Mary replied: “No, its not. I understand perfectly.”
Mark: “Gerry, why are you arguing with this idiot? Seriously! You’re above this.”
George: “That’s a bit over the top don’t you think Mark? Mary has many views similar to ours yet she persists in thinking……”
Mark: “Not at all. I have seen many of her posts. She is an idiot. Anyone who re-posts anything from the {media source} is an uninformed moron. The {media source} is nothing but misinformation and hyperbole.”
Many people seem to think that hateful, rude and borderline misogynistic rhetoric is okay on social networks. Regardless of your political stance, as a representative of your company and your personal brand, this is not how you want to be perceived, is it?
Facts:
- 85% of vehicle purchase decisions are influenced by women (women-drivers.com)
- 45% of new vehicles are purchased by women.
Result of witnessing these remarks:
- Reinforcement of the stereotype that car salespeople can’t be trusted.
- Significantly limited sales potential. You have no idea how many people saw this post.
Social Sales Suicide by Social Spam
I welcome new people who follow me on Twitter. I have a process for following them back that’s simple: once you follow me, I look at your profile and your tweets. If what you tweet is valuable to me and/or my audience, I will follow you back. I’m a consumer just like you so I track my thoughts and actions and compare them to how prospects might behave.

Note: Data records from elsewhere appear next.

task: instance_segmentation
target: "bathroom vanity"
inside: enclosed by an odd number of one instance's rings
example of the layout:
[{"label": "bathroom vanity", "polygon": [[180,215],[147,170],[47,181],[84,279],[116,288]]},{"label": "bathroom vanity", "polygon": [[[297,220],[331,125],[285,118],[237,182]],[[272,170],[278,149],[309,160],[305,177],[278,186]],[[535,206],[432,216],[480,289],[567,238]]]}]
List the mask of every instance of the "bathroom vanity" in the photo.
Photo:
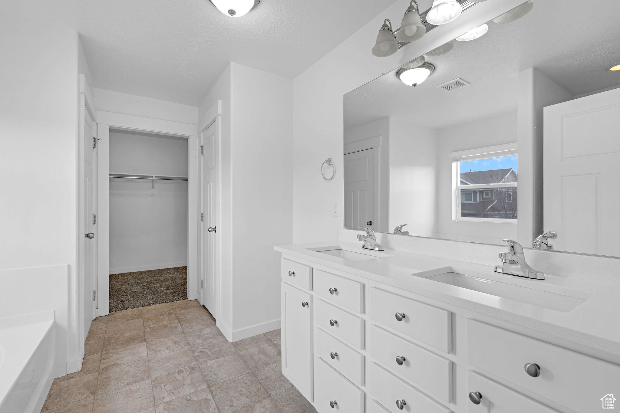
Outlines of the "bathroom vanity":
[{"label": "bathroom vanity", "polygon": [[319,413],[590,413],[620,393],[620,286],[361,247],[275,247],[282,373]]}]

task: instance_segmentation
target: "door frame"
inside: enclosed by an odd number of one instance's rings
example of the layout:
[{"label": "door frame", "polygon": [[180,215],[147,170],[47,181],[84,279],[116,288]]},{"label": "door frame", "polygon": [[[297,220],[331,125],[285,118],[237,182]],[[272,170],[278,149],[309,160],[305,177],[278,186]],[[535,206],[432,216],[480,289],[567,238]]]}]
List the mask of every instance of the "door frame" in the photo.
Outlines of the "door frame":
[{"label": "door frame", "polygon": [[198,291],[198,134],[195,124],[99,111],[97,316],[110,313],[110,129],[185,137],[187,142],[187,298]]}]

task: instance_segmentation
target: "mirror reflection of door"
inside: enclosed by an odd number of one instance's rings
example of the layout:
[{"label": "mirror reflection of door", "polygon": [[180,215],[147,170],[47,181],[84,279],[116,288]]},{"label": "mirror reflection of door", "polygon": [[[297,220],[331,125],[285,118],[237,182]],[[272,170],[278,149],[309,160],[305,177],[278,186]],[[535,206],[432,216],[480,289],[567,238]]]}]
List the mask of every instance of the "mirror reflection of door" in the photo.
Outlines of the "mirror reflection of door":
[{"label": "mirror reflection of door", "polygon": [[[345,228],[374,228],[374,149],[345,155]],[[376,224],[373,222],[373,224]]]}]

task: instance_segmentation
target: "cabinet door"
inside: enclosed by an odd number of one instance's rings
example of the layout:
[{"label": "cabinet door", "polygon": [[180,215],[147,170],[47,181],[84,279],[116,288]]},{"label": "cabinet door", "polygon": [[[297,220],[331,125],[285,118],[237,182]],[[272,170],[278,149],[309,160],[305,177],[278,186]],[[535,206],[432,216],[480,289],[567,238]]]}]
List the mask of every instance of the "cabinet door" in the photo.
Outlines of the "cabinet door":
[{"label": "cabinet door", "polygon": [[468,372],[467,381],[468,391],[480,396],[475,404],[466,395],[469,413],[559,413],[477,373]]},{"label": "cabinet door", "polygon": [[281,285],[282,374],[312,401],[312,295]]}]

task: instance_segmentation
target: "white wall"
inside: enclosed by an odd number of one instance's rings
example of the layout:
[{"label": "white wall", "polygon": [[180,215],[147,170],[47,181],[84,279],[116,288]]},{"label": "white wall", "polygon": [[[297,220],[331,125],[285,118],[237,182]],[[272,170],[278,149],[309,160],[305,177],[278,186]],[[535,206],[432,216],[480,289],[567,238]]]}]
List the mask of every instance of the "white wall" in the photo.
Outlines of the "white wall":
[{"label": "white wall", "polygon": [[[110,131],[110,172],[187,175],[187,139]],[[110,274],[187,265],[187,182],[110,180]]]}]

Recently, a person followed me. He had a little over 1,000 followers and he was a marketing guy. I thought, “Well, maybe you’ve got something interesting to say or to learn from.” so I followed him. I had never heard of him before his follow.

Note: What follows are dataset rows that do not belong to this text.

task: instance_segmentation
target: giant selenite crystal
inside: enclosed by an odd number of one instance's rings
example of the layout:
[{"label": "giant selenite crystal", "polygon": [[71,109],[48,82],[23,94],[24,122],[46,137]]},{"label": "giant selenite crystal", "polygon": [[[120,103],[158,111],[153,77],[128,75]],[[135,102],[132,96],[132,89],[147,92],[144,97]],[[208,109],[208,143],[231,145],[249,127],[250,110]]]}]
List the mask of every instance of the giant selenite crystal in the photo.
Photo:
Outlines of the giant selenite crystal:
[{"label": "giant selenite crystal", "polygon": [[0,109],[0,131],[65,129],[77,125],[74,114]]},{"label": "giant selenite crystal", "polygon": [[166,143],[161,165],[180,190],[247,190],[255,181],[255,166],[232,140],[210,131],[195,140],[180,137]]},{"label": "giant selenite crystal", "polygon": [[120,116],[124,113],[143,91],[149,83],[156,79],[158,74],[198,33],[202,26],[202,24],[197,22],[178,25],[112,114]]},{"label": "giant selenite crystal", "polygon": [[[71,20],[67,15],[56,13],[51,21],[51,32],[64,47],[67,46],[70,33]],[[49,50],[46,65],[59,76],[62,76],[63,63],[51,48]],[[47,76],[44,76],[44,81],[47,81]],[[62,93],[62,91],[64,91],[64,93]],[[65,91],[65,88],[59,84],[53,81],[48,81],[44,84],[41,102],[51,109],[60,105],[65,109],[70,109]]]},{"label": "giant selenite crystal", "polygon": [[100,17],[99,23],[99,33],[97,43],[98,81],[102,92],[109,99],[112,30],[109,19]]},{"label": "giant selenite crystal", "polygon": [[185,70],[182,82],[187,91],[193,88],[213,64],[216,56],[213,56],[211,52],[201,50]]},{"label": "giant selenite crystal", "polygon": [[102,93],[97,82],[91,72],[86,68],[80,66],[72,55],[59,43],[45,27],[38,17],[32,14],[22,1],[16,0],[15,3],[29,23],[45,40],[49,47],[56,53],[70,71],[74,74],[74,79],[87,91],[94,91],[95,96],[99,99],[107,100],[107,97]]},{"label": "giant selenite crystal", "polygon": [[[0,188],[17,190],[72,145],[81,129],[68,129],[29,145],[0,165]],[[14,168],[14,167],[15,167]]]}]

Fifteen minutes after my follow back, I got a DM (Direct Message) from him saying that he “Noticed a few things on my website that are hurting your conversion ratio. Let me know if you’d like some feedback.”
The result? His behavior established that his effort to connect with me was simply to sell me something.
What goes through a customer’s mind when they’re subjected to this behavior?
- “I don’t know you!”
- “Anyone can reach out and tell me what you told me.”
- “What’s different about you?”
- “I don’t know anything about you except one thing: I learned that you are a Social Spammer.”
There’s more to the story…
Thirty minutes later this Social Spammer sought me out on LinkedIn and requested to connect with me.
Again, I don’t know you. I don’t know anything about you. Why would I do that? What’s in it for me?
If he’d put himself in the prospect’s shoes and explored answers the above questions, he might not have spammed me. Maybe he’d have spent a little time politely and respectfully getting to know the prospect (and thereby letting the prospect get to know him).
When you begin a relationship without giving value, there is no reason for a prospect to connect with you because:
- You look like the hundreds of others who’ve said the same thing; the same sales pitch.
- There’s nothing in it for me.
Here’s what we advise our clients to do:
- Always approach your prospects with respect for their time and attention.
- Determine exactly who you want to network with and publish content that attracts those ideal customers and/or referrals.
- Never forget WIIFM (What’s In It For Me). If someone doesn’t know you, they won’t connect with you simply because you asked. Give them a reason to connect:
- You’re different than anyone else because….
- You were first to bring value to the relationship.
Show up to give. Giver’s gain.
It’s in my nature to reply to people who’ve taken the time to reach out. Had that spammer given me a reason to reply, I would have. But he took his eye off the ball. He was only thinking about himself and his sale.
There’s no reason on earth that you need to experience failure in social networking. Please, before you hit send, ask yourself, “Would I follow or buy from me based solely on this one post?”